Unter uns

Junge Ärzte aufs Land zwingen – warum eigentlich nicht?

Ärztemangel im Landkreis Heidenheim ist bereits jetzt eine Tatsache. Die Situation wird sich in den nächsten Jahren zudem noch verschärfen. Kommunen und der Landkreis suchen nach Lösungen. Ohne Hilfe von außen aber werden sie sich schwertun, die Versorgung zu sichern. Es braucht vielmehr größere und möglicherweise unpopuläre Hebel, um wieder mehr Ärzte aufs Land zu holen, findet Catrin Weykopf.

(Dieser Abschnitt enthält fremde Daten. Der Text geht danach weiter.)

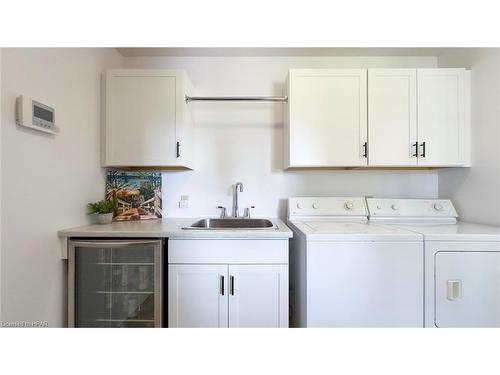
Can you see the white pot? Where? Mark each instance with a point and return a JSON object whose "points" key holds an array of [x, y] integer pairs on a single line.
{"points": [[105, 218]]}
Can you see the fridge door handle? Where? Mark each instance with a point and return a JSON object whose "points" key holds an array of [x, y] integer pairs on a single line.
{"points": [[221, 284], [231, 290], [114, 244], [453, 290]]}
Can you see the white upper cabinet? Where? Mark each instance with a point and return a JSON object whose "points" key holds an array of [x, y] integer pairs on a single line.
{"points": [[326, 118], [397, 117], [443, 117], [146, 120], [392, 117]]}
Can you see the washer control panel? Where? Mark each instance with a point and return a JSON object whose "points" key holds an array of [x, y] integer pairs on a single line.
{"points": [[327, 206], [425, 208]]}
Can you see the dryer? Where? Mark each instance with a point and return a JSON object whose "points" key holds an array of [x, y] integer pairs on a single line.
{"points": [[462, 260], [347, 273]]}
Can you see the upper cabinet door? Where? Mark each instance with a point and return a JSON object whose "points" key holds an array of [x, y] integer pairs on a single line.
{"points": [[258, 296], [145, 118], [326, 118], [392, 117], [197, 295], [443, 117]]}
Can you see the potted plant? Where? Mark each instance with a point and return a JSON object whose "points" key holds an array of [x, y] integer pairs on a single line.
{"points": [[104, 210]]}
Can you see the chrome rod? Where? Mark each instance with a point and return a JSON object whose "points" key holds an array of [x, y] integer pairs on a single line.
{"points": [[237, 98]]}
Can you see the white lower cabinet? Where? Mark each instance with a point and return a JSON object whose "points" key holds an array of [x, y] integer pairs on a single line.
{"points": [[209, 291], [258, 295], [197, 296]]}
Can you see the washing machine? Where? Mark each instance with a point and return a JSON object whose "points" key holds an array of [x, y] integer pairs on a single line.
{"points": [[345, 272], [462, 260]]}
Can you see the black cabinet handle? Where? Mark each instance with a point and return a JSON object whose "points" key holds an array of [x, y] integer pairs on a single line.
{"points": [[416, 150], [423, 150], [222, 284]]}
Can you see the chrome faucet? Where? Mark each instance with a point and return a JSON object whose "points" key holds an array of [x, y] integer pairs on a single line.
{"points": [[239, 186]]}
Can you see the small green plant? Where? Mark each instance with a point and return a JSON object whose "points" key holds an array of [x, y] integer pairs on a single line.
{"points": [[102, 207]]}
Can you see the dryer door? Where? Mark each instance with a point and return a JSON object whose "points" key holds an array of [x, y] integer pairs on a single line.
{"points": [[467, 289]]}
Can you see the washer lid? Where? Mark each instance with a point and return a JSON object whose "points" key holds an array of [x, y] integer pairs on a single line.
{"points": [[411, 211], [343, 208], [328, 230]]}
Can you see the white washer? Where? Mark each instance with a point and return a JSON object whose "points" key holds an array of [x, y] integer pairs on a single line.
{"points": [[347, 273], [462, 260]]}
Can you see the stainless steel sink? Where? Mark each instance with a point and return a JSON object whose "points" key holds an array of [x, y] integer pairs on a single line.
{"points": [[232, 223]]}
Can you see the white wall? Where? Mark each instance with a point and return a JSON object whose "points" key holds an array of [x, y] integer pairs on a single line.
{"points": [[0, 185], [47, 180], [244, 141], [476, 191]]}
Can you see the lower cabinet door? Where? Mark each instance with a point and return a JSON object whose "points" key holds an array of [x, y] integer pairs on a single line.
{"points": [[197, 295], [258, 296], [467, 289]]}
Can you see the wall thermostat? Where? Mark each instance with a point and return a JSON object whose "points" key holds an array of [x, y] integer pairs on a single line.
{"points": [[35, 115]]}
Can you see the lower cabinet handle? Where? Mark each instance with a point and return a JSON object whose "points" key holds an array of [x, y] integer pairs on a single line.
{"points": [[423, 150], [416, 150], [453, 290]]}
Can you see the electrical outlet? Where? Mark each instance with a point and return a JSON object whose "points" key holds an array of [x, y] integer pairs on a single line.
{"points": [[184, 202]]}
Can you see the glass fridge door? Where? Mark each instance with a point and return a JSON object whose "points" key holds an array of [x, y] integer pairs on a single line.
{"points": [[115, 283]]}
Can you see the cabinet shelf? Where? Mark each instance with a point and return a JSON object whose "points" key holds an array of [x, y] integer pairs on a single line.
{"points": [[126, 320], [120, 292], [125, 264]]}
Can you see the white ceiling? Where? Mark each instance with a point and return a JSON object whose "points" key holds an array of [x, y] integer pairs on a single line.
{"points": [[313, 51]]}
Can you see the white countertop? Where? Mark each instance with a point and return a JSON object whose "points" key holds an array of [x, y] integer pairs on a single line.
{"points": [[172, 228]]}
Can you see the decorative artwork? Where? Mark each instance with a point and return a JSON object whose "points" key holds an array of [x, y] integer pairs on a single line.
{"points": [[137, 194]]}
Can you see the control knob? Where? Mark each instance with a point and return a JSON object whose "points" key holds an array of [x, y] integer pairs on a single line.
{"points": [[348, 205], [437, 207]]}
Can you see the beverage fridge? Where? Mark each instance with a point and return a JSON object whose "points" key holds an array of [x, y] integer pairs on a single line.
{"points": [[115, 283]]}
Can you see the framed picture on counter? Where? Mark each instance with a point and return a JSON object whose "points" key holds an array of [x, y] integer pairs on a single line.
{"points": [[137, 194]]}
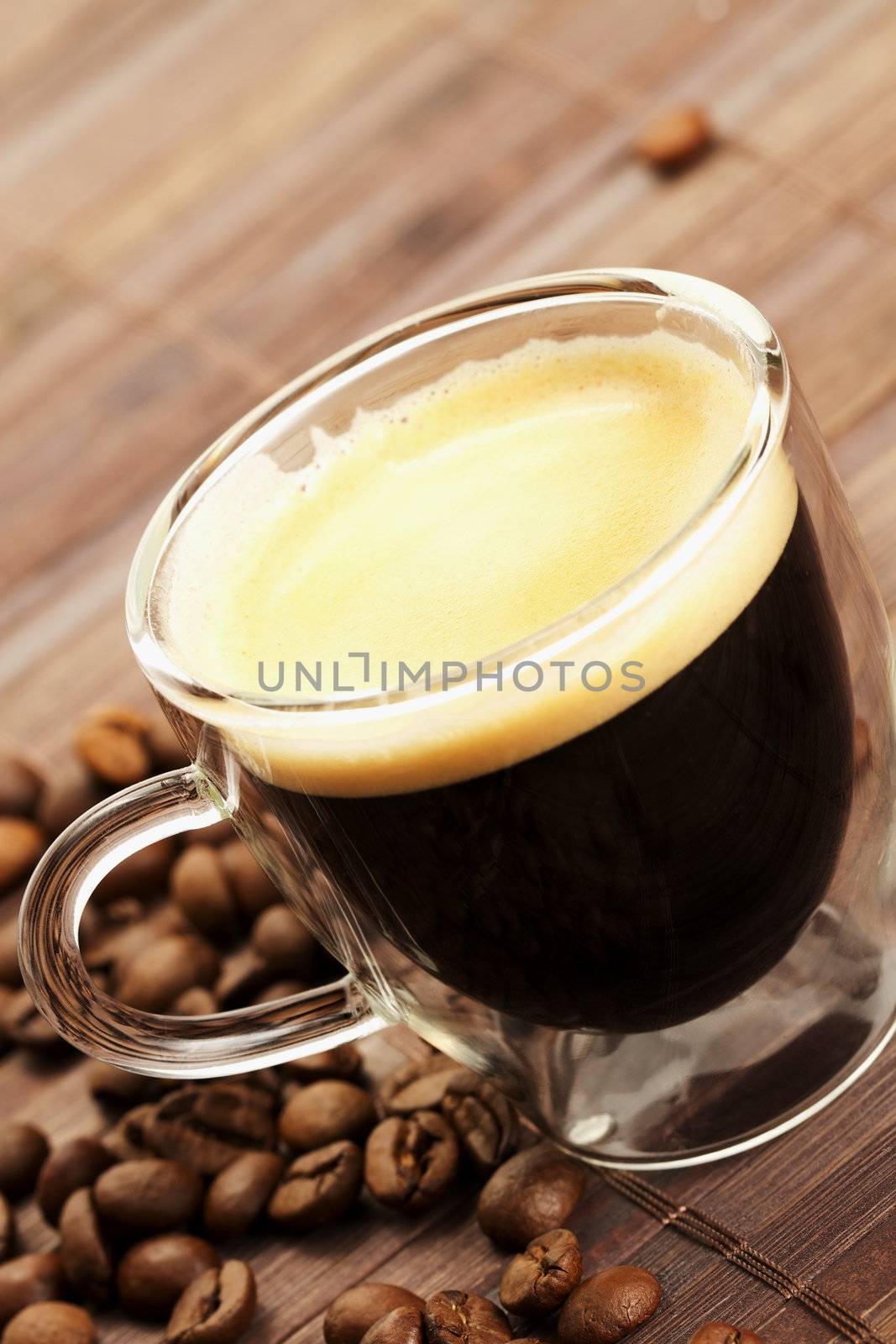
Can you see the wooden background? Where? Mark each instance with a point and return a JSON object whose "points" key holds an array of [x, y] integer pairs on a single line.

Man stelle sich vor, man liegt im Krankenhaus und es ist Visite. Herein kommt eine Pflegekraft und stellt einem einen Laptop ans Bett. Auf dem Bildschirm per Videoanruf zu sehen: der Arzt. Im Homeoffice.

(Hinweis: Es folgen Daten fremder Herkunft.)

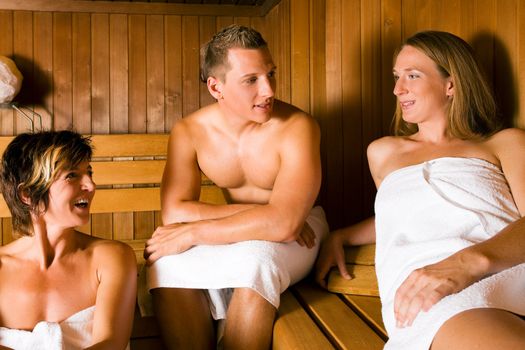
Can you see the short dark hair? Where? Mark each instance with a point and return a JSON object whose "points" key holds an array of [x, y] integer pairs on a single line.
{"points": [[30, 165], [214, 54]]}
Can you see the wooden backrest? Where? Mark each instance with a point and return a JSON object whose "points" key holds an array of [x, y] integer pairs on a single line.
{"points": [[127, 170]]}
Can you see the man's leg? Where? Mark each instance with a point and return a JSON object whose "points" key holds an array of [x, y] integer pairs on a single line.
{"points": [[481, 329], [249, 321], [184, 318]]}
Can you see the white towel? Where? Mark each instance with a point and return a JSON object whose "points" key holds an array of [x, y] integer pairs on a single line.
{"points": [[72, 333], [266, 267], [427, 212]]}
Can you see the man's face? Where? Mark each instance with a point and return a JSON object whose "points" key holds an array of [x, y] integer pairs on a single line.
{"points": [[249, 86]]}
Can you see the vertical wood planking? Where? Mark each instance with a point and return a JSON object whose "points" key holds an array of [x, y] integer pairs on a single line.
{"points": [[390, 41], [371, 121], [479, 32], [190, 64], [273, 40], [100, 73], [43, 68], [73, 72], [118, 74], [506, 59], [282, 39], [81, 84], [224, 21], [155, 73], [137, 73], [207, 28], [519, 120], [6, 49], [333, 176], [122, 223], [6, 114], [101, 224], [63, 71], [300, 53], [23, 57], [173, 70], [82, 73], [317, 70]]}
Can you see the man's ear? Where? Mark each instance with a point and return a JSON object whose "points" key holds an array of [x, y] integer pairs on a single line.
{"points": [[24, 197], [450, 87], [214, 87]]}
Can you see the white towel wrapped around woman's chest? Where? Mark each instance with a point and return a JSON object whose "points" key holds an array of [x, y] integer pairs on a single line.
{"points": [[425, 213]]}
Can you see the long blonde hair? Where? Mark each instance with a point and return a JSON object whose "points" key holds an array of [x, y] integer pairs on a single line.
{"points": [[472, 113]]}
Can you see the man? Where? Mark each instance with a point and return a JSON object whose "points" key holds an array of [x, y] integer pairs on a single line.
{"points": [[264, 154]]}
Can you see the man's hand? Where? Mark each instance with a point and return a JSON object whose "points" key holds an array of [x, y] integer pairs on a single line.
{"points": [[306, 237], [332, 254], [168, 240], [426, 286]]}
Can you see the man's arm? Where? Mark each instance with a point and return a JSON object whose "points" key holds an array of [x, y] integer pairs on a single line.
{"points": [[281, 220]]}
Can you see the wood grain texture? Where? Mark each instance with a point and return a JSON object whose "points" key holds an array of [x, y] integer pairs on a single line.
{"points": [[119, 70]]}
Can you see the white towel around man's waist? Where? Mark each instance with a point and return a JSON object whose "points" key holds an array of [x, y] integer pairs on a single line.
{"points": [[266, 267], [429, 211]]}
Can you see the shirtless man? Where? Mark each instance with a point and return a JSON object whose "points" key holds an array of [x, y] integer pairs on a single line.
{"points": [[264, 154]]}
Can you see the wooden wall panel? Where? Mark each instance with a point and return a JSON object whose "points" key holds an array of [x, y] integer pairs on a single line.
{"points": [[6, 49], [131, 72], [43, 70]]}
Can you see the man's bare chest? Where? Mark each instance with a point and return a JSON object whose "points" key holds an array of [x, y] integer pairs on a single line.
{"points": [[233, 167]]}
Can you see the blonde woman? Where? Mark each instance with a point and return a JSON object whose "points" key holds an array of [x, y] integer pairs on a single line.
{"points": [[449, 232]]}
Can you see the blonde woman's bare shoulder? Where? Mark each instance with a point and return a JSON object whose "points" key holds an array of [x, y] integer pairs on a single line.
{"points": [[378, 153], [382, 148], [507, 141]]}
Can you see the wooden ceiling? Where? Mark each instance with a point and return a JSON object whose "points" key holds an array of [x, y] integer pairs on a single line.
{"points": [[203, 2], [179, 7]]}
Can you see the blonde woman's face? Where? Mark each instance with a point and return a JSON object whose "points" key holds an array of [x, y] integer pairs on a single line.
{"points": [[422, 92]]}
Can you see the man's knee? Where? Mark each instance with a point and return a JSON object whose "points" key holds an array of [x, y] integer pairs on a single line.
{"points": [[248, 296]]}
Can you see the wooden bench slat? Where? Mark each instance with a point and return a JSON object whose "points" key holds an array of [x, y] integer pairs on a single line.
{"points": [[370, 308], [346, 329], [128, 172], [294, 329], [364, 281], [130, 145], [118, 200]]}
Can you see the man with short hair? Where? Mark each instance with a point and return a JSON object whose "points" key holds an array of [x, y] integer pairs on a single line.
{"points": [[232, 261]]}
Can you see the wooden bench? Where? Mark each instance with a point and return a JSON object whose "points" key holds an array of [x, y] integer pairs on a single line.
{"points": [[127, 171]]}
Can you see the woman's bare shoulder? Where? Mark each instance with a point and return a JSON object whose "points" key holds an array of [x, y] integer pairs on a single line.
{"points": [[507, 142], [106, 248]]}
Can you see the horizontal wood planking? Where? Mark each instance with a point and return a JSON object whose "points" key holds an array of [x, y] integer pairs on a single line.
{"points": [[139, 7], [346, 62]]}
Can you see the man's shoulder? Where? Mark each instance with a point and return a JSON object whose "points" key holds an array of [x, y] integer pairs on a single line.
{"points": [[196, 119], [292, 116]]}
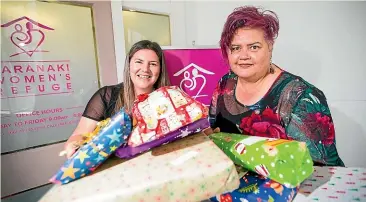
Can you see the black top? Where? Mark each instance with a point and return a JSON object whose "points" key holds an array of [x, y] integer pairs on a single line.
{"points": [[102, 104]]}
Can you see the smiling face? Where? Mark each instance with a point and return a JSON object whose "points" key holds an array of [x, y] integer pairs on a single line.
{"points": [[144, 70], [249, 53]]}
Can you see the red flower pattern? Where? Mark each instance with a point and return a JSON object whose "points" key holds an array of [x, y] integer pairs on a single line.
{"points": [[266, 124]]}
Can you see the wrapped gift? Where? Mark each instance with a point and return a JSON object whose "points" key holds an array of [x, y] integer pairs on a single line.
{"points": [[285, 161], [162, 116], [189, 169], [99, 145], [131, 151], [254, 188], [334, 184]]}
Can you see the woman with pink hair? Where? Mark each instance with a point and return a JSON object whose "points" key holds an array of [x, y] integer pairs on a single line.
{"points": [[259, 98]]}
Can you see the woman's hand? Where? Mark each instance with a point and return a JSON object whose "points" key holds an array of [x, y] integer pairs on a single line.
{"points": [[209, 131], [73, 144]]}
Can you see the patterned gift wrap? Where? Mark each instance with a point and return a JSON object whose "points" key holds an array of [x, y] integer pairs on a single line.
{"points": [[284, 161], [254, 188], [334, 184], [161, 117], [189, 169], [107, 139]]}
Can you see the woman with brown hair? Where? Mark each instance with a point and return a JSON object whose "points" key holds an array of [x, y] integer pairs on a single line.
{"points": [[144, 72]]}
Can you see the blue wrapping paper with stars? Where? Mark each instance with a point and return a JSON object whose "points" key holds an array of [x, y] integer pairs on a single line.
{"points": [[89, 156]]}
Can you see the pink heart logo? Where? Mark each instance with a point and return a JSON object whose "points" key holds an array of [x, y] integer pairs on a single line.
{"points": [[26, 41]]}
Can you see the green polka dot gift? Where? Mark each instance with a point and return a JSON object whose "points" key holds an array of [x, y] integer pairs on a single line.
{"points": [[285, 161]]}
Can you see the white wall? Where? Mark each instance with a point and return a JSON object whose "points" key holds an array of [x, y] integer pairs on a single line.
{"points": [[175, 10], [324, 42]]}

Was klingt wie ein Witz, ist tatsächlich so passiert. Und zwar meinem Vater, vergangene Woche. Das war nicht in Heidenheim, sondern im benachbarten Bayern. Davon abgesehen: Die Szene zeigt, wie sich das Gesundheitssystem bereits verändert hat und in Zukunft weiter verändern wird.

Im Landkreis Heidenheim ist die ambulante Versorgung schon jetzt mancherorts schwierig und droht, in den nächsten Jahren noch schlechter zu werden. Seit Langem ist das absehbar und seit Langem versucht man mit Analysen, Arbeitsgruppen und konkreten Handlungen, dem entgegenzuwirken. Das ist gut und notwendig. Allein: Das reicht nicht. Das beste Konzept geht nämlich nur dann auf, wenn auch neue, zusätzliche Ärzte gewonnen werden. Denn selbst die Telemedizin, die vielfach als Lösungsansatz angesehen wird und dies in vielen Fällen sicher auch sein kann, funktioniert nur, wenn auf dem Bildschirm auch ein Arzt erscheint. Und spätestens, wenn der Bildschirm-Arzt zu dem Schluss kommt, der Patient muss körperlich untersucht werden, reicht der Doc per Screen nicht mehr. Wohin dann?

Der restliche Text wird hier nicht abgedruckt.